Dalla luna tutto appare diverso
31 01 2005 - 14:54 · Flavio Grassi
Provo una sincera ammirazione, e anche un po’ di invidia, per tutti quelli che, con dosi variabili di buona fede, manifestano entusiasmo per il risultato delle elezioni irachene. Risultato per ora del tutto ipotetico, fra l’altro, perché il 60% che sta girando da ieri sera è stato buttato lì senza nessuna base concreta. Per ora nessuno sa quanti siano andati a votare, e nessuno lo saprà per una decina di giorni. A occhio e croce è più un desiderio che una stima, ma non è questo il punto. Il punto è che siamo qui tutti a entusiasmarci per un’elezione in un paese in guerra. Un paese dove i ribelli stanno letteralmente alzando il tiro se è vero, come è quasi sicuramente vero, che proprio nel giorno della vita sospesa per cercare di limitare gli attentati sono riusciti ad abbattere un aereo inglese, oltre ad ammazzare almeno una quarantina di persone qua e là. Che sembrano poche perché poteva andare molto peggio, ma sono sempre quaranta morti in un giorno solo.

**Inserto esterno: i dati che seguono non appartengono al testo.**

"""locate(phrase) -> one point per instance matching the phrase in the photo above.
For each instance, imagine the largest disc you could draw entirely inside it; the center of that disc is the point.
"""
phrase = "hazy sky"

Vorrei tanto entusiasmarmi anch’io: gli iracheni si meriterebbero davvero che le cose cominciassero ad andare un po’ meglio. Ma c’è questa cosa, la memoria, che mi frega. Perché mi fa presente che nel 1967 si votò anche nel Sud Vietnam. Elezioni aperte, democratiche, con diversi candidati in corsa e un vincitore, Nguyen Van Thieu, che alla vigilia era dato con poche speranze. Lo so, lo so che l’Iraq non è il Vietnam: infatti in Vietnam, nel 1967, i votanti furono addirittura l’80%.